Она смазала кулаком слезы, всхлипнула и оторвалась от косяка.

– А… А их нет… твоих фотографий.

– Как это нет? А где же они?

– То есть они где-то были. Но… я их порвала!

– Это в связи с чем? – спросил он, насупясь. – Разонравился, что ли? Или примета какая на небе была?

– Нет, нет… не то… Я боялась. Кругом немцы. Поверь, перед отступлением они свирепствовали. Обыски каждую ночь, – стараясь выговориться, она давилась слезами. – Сергей ведь знал, что ты… орденоносец, что… командир. Он и меня ненавидел. Долго ли донести? Я боялась. Умер отец. Я всего боялась, поверь! А на некоторых фотографиях ты с орденом, в форме…

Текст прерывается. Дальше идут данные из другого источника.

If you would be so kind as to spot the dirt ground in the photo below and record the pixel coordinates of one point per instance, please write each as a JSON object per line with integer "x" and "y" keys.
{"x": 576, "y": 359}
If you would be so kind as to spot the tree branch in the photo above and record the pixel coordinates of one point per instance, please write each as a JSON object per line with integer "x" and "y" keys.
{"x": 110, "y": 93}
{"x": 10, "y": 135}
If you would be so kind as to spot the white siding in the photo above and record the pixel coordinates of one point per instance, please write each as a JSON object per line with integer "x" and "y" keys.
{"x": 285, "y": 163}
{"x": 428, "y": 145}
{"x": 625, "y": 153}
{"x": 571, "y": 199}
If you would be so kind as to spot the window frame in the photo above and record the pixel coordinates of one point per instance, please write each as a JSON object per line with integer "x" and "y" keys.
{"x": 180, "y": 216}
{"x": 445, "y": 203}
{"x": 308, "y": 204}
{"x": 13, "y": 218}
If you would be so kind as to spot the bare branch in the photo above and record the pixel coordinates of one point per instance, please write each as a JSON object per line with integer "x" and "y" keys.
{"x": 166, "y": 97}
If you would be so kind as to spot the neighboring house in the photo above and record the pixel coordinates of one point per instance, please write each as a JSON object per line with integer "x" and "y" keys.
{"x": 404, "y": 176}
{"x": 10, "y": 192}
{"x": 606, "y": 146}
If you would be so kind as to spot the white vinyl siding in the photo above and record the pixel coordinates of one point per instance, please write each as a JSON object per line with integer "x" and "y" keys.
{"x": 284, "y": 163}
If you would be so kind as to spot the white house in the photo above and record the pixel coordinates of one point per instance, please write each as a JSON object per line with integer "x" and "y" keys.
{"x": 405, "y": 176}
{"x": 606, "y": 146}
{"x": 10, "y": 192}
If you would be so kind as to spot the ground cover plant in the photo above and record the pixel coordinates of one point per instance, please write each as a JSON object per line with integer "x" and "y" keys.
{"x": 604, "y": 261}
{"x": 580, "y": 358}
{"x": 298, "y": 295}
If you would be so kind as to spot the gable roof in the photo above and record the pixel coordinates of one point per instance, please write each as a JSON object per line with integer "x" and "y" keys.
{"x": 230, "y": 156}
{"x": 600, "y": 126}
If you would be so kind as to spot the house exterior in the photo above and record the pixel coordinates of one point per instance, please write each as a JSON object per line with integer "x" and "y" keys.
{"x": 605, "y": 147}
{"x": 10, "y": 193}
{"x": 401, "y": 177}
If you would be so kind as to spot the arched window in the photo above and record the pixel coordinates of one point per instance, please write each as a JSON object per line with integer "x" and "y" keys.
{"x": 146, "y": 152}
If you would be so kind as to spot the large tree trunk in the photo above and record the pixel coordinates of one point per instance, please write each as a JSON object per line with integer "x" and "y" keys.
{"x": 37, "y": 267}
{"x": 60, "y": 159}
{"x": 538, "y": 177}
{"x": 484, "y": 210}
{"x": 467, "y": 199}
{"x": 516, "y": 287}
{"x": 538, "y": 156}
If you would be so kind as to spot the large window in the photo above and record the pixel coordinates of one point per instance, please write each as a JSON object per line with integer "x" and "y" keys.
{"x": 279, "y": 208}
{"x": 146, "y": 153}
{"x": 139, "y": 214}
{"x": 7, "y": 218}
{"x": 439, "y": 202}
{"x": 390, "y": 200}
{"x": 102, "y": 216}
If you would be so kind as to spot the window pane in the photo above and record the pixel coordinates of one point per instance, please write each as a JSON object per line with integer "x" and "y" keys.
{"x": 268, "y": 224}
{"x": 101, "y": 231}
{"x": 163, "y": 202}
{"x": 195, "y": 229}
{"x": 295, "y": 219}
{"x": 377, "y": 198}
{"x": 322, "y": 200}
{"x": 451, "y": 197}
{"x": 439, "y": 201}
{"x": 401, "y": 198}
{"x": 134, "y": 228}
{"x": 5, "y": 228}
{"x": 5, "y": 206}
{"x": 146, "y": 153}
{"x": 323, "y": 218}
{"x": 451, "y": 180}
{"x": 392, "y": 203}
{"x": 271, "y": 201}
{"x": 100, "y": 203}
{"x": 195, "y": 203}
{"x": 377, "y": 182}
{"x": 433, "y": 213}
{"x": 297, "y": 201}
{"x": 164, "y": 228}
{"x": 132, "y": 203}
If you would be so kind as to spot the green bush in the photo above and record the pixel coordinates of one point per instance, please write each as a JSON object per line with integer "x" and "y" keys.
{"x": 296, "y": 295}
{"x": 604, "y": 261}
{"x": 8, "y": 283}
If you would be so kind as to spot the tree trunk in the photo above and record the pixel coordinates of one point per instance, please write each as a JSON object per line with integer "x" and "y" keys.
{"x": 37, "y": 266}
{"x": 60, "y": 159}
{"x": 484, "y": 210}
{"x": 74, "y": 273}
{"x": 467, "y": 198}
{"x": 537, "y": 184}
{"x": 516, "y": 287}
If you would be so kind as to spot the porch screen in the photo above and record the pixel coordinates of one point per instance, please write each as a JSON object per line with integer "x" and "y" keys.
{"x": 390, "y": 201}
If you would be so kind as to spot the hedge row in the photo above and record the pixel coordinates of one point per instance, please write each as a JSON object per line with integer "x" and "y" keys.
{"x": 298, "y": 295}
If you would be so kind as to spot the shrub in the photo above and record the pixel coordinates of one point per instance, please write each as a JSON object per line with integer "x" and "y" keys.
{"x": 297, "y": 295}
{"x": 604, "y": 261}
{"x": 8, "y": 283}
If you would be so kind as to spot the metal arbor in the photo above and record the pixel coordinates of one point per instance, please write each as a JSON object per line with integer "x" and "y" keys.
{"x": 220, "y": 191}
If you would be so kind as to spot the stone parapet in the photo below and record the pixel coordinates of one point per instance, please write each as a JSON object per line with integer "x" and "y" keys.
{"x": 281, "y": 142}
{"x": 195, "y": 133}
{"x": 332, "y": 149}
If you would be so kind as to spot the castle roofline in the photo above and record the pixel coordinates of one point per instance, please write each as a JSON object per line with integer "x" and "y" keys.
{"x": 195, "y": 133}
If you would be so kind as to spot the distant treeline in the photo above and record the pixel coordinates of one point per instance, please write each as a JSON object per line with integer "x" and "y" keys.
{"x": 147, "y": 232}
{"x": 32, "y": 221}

– Что ж ты, и клочки сожгла?

– Нет. Клочки, если хочешь, я сохранила. Не могла я так – сразу всю память о тебе…

– Не смогла, значит, – мрачно усмехнулся Игорь. – Клочки сохранила… Где же по крайней мере хоть клочки?

Люся скрылась в комнате; было в ней сейчас что-то надломленное, униженное, но Игорь ее не жалел; впрочем, жалел, что-то копошилось у него там под сердцем, только не давал он себе расчувствоваться: сама виновата.

Выйдя, она протянула ему с десяток фотографий, напоминающих теперь тщательно уложенную мозаику, – клочки были наклеены на плотную бумагу.

Люся изо всех сил пыталась склеить то, что раз за разом рвала собственными руками; ее легкомыслие и беспринципность казались сейчас Игорю чудовищными. Так за что же он любил ее, эту дурочку с большими, слегка навыкате глазами? Неужели за гибкое тело, за эти глаза, за молодость и суматошный нрав? Впрочем, дурочкой она как раз и не была. Немножко выгадывала, хотела, как лучше для себя… и просчиталась!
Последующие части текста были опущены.